Financial measures to address ageing promote inequality and weaken the budget

June 27, 2011 • Daily Email Recap

Thanks to Mark O’Conner for this article by Dr Ben Spies Butcher, Lecturer in Economy and Society at Macquarie University in the independent magazine The Conversation, April 26, 2011, which dismisses the myth of an aging ‘crisis’.

Titled “The myth of the ageing ‘crisis'”, Mark points out that it says that despite the constant talking up of a potential ageing crisis, “the evidence of a problem is minimal”.  See

Financial Measures to Address Ageing, Promote Inequality and Weaken the Budget

So far there have been three Intergenerational Reports by Treasury examining the challenges of an ageing population which have consistently been used to justify new policies to address a potential ageing ‘crisis’.

Yet, the evidence of a problem is minimal, and often the measures proposed increase inequality and weaken the budget.

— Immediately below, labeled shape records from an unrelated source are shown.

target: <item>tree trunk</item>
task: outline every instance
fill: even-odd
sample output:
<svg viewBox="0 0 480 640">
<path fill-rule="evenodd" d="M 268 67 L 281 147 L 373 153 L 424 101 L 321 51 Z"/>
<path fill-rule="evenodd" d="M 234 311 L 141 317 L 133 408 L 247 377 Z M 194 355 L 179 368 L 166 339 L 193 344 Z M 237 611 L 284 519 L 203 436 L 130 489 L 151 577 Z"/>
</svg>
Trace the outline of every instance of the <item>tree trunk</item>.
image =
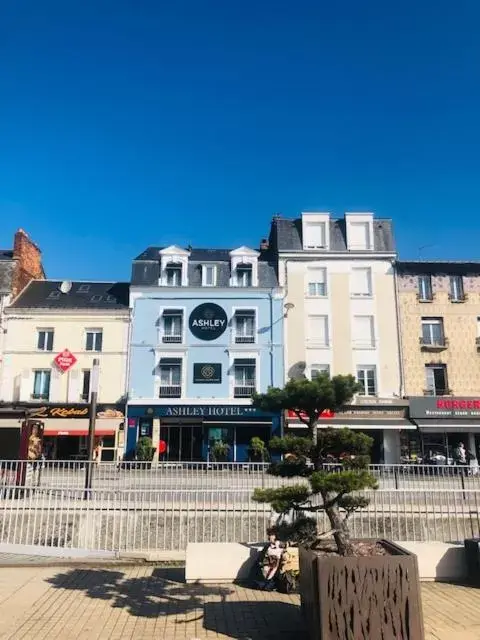
<svg viewBox="0 0 480 640">
<path fill-rule="evenodd" d="M 324 498 L 324 502 L 328 502 L 328 499 L 328 497 Z M 345 518 L 340 514 L 337 505 L 327 507 L 325 513 L 330 520 L 332 529 L 335 531 L 333 538 L 337 545 L 338 553 L 341 556 L 352 556 L 353 544 L 350 540 L 350 532 L 346 526 Z"/>
</svg>

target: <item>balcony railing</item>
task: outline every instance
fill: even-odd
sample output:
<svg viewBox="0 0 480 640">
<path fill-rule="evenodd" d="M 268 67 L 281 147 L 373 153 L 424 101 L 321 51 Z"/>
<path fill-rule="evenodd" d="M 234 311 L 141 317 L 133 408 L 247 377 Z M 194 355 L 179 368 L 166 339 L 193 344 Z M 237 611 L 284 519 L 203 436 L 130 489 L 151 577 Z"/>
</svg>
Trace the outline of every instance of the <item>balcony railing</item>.
<svg viewBox="0 0 480 640">
<path fill-rule="evenodd" d="M 182 335 L 181 334 L 175 334 L 175 335 L 169 335 L 169 336 L 162 336 L 162 342 L 164 343 L 180 343 L 182 342 Z"/>
<path fill-rule="evenodd" d="M 441 351 L 448 347 L 448 338 L 445 338 L 445 336 L 436 339 L 420 336 L 418 340 L 423 351 Z"/>
<path fill-rule="evenodd" d="M 159 398 L 181 398 L 181 385 L 161 385 L 158 393 Z"/>
<path fill-rule="evenodd" d="M 254 385 L 248 385 L 248 386 L 244 386 L 244 387 L 235 386 L 233 388 L 233 397 L 234 398 L 251 398 L 254 393 L 255 393 L 255 386 Z"/>
<path fill-rule="evenodd" d="M 253 344 L 255 342 L 254 336 L 235 336 L 236 344 Z"/>
</svg>

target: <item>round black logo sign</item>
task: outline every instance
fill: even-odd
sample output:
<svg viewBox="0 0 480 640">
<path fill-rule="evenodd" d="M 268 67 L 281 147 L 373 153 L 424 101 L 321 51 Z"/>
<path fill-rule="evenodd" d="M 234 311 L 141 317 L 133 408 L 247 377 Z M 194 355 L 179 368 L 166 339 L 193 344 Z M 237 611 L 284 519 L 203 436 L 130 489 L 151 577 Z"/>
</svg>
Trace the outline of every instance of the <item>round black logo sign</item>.
<svg viewBox="0 0 480 640">
<path fill-rule="evenodd" d="M 199 340 L 216 340 L 227 328 L 227 314 L 218 304 L 200 304 L 190 314 L 188 326 Z"/>
</svg>

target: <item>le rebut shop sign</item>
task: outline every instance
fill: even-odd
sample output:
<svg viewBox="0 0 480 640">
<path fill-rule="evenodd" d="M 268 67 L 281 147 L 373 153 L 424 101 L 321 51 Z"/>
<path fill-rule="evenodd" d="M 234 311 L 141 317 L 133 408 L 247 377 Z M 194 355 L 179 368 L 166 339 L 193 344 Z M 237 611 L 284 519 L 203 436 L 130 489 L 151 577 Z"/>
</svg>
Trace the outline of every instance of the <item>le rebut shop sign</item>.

In last year’s budget, the Labor Government announced changes to the aged pension to gradually increase the age at which people will be eligible from 65 to 67. Similar moves in Europe caused riots. In Australia, it was barely noticed. The government has also proposed increasing compulsory superannuation contribution rates from 9% to 12%.

Together these measures seek to shift the balance of retirement policy from public pensions to private savings.

For policy theorists this presents a number of contradictions.

There is little evidence that population ageing will hurt the budget, while measures to support private savings tend to exaggerate inequality and penalise those that provide care for free – particularly women.